In a multi-disciplinary research project led by the Faculty of Engineering, the University of Hong Kong (HKU) has successfully developed a new optical microcopy approach which integrates existing fiber-optic and laser technologies, called Asymmetric-detection Time-stretch Optical Microscopy (ATOM) that can capture images of moving cells up to 10,000 times faster than existing camera technologies. This achieves unusually fast, more accurate and more efficient optical imaging of biological cells and will certainly benefit rare cancer cells detection and other high-throughput clinical diagnostics.

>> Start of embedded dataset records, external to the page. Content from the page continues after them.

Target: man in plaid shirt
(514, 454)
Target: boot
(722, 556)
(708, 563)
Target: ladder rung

Traditionally, flow cytometry is used for counting and differentiating microscopic blood cells for medical diagnostics based on quantitative analysis without grasping the features of each cell. When incorporated with ATOM, it will become a valuable tool for studying the characteristics of individual cells in a very large population with high accuracy and efficiency. This technology can capture images of the ultrafast-moving living cells (such as blood cells) with cellular resolution in flow at a speed as high as 10 meters per second, which corresponds to an imaging throughput of 100,000 cells-per-second, and is 1,000 to 10,000 times faster than any existing CCD/CMOS camera technologies. Moreover, it can analyze massive data in a short period of time and can thus improve the accuracy of early cancer cells detection and post-treatment relapse monitoring. As regards industrial application, this technique can potentially be used in "Web Inspection" and "Surface Inspection" for quality control.
The research group is led by Dr. Kevin Tsia Kin-man of the Department of Electrical and Electronic Engineering (also in Medical Engineering Program) with members including Dr. Anderson Shum Ho-cheung of the Department of Mechanical Engineering, Dr. Kenneth Wong Kin-yip of the Department of Electrical and Electronic Engineering and Professor Godfrey Chan Chi-fung of the Department of Pediatrics and Adolescent Medicine, Li Ka Shing Faculty of Medicine.
Dr. Kevin Tsia Kin-man said: “Biomedical and Health Technologies have been identified as one of the strategic research areas of the Faculty of Engineering, HKU. Over the past few years, we have been undertaking researches in Biomedical Engineering, particularly in biomedical imaging technologies. ATOM is one of the key technologies developed in our group that provides the best combination of high-contrast cellular microscopy and high-speed imaging. Realizing such capability has been challenging, yet mandated for high-precision, high-throughput screening in clinical diagnostics and basic research in life sciences. For example, existing imaging technologies are unable to efficiently spot a few rare cancer cells out of millions to billions of blood cells in a drop of blood. ATOM is especially pertinent to early cancer detection or post-chemotherapy relapse detection and could play an important role in advancing early cancer diagnosis. This will also be the main focus of our on-going research with this new technique”.
Professor Godfrey Chan Chi-fung added: “ATOM is an important advance in imaging technology that enables medical professions to visualize a great number of cells in ultrafast speed. Given the dynamics of cells are closely linked with human disease, this technology can facilitate identification of early cancer cells in flowing blood more accurately and efficiently. The development and application of ATOM holds great assistance and promise for biomedical diagnostics in the future.”